2. Relevant equations
Gravitational force: [tex] F_g = G m_1 m_2 / R^2 [/tex]
where [itex]G[/itex] is the gravitational constant and [itex]R[/itex] is the distance between the two masses.
Tangential velocity in uniform circular motion: [tex] v = 2∏R/T [/tex]
where T is the period.
Centripetal acceleration in uniform circular motion: [tex] a_c = v^2/R = 4(∏^2)R/T^2 [/tex]
3. The attempt at a solution
I know centripetal force is provided by the force of gravity, so:
[itex] F_g = G m_1 m_2 / R^2 [/itex] [itex] = m_1a_c [/itex]
I can express centripetal acceleration in terms of radius and period and shown above, but since [itex] m_1 [/itex] appears on both sides of the equation!
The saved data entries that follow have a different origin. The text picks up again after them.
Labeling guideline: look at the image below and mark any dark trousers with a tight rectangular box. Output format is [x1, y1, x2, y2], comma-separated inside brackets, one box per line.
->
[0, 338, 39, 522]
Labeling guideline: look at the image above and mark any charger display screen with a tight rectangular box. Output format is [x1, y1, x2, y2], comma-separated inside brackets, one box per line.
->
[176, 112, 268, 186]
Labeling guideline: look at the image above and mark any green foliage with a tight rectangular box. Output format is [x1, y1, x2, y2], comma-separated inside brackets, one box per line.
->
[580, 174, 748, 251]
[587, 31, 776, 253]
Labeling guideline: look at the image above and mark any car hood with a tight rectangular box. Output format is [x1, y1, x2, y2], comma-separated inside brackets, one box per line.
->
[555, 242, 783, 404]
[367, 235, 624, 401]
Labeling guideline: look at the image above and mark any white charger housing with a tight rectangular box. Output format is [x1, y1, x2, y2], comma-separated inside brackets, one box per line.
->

I conclude that the mass of an orbiting object has nothing to do with its orbital period or it’s orbital radius.
This professor is notorious for accidentally giving problems that can’t actually be done, and I suspect that this is one. Am I missing something?
In case that wasn’t clear, my problem is that the mass of an orbiting body can’t be expressed in terms of its orbital radius and period. Thus I can’t determine the ratio of the masses of two orbiting bodies using only this information.